8.3 Post-MI Arrhythmias
Ventricular fibrillation (VF) and sustained ventricular tachycardia (VT) during acute STEMI (first 24-48 hours, primary VF/VT) are managed with immediate unsynchronised defibrillation (200 J biphasic shock). Intravenous amiodarone (150 mg bolus over 10 minutes, then 1 mg/min for 6 hours) is standard [1, 3]. Late VF/VT (greater than 48 hours post-MI) indicates reentrant substrate and warrants electrophysiology study and ICD implantation consideration [2, 3].
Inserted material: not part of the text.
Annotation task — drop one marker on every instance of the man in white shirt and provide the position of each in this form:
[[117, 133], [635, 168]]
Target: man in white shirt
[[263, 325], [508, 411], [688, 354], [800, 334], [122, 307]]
8.4 Secondary Prevention Pharmacotherapy
Post-MI pharmacotherapy includes six pillars (Class I recommendations): (1) DAPT (Aspirin plus Ticagrelor or Prasugrel) for 12 months; (2) beta-blockers lifelong if LVEF less than or equal to 40%; (3) high-intensity statins (Atorvastatin 80 mg or Rosuvastatin 40 mg); (4) ACE inhibitors (Ramipril 10 mg) or ARNI (Sacubitril/Valsartan); (5) mineralocorticoid receptor antagonists (Eplerenone or Spironolactone) if LVEF less than or equal to 40%; and (6) SGLT2 inhibitors (Dapagliflozin, Empagliflozin) if HFrEF or T2DM [1, 3]. The SAVE trial demonstrated 19% mortality reduction with ACEi [8]; EPHESUS trial demonstrated 30% mortality reduction with Eplerenone in post-MI HFrEF [9].
9. Conclusion
Angina pectoris and myocardial infarction represent the most consequential acute clinical manifestations of coronary heart disease, demanding rapid, systematic, and evidence-guided clinical action at every stage. The methodical recommendations presented in this review, grounded in the 2023 ESC ACS Guidelines and 2021 ACC/AHA Coronary Artery Disease Guideline, provide a comprehensive framework encompassing: structured chest pain assessment and ACS classification; mandatory 10-minute ECG acquisition and hs-cTn 0h/1h rule-in/rule-out algorithms; GRACE and TIMI risk stratification for timing of invasive strategy in NSTE-ACS; reperfusion time benchmarks of less than or equal to 90 minutes (primary PCI) and less than or equal to 10 minutes (fibrinolysis) for STEMI; evidence-based antithrombotic regimens incorporating Ticagrelor and Prasugrel; and lifelong six-pillar secondary prevention pharmacotherapy. Adherence to these standards, combined with systematic cardiac rehabilitation and long-term risk factor modification, offers the greatest opportunity to reduce the devastating global burden of coronary heart disease mortality and morbidity.
Disclosure of Funding Sources
The authors declare that no specific funding was received for the preparation of this review article. No granting agencies, institutional support, or non-material project frameworks contributed to this work.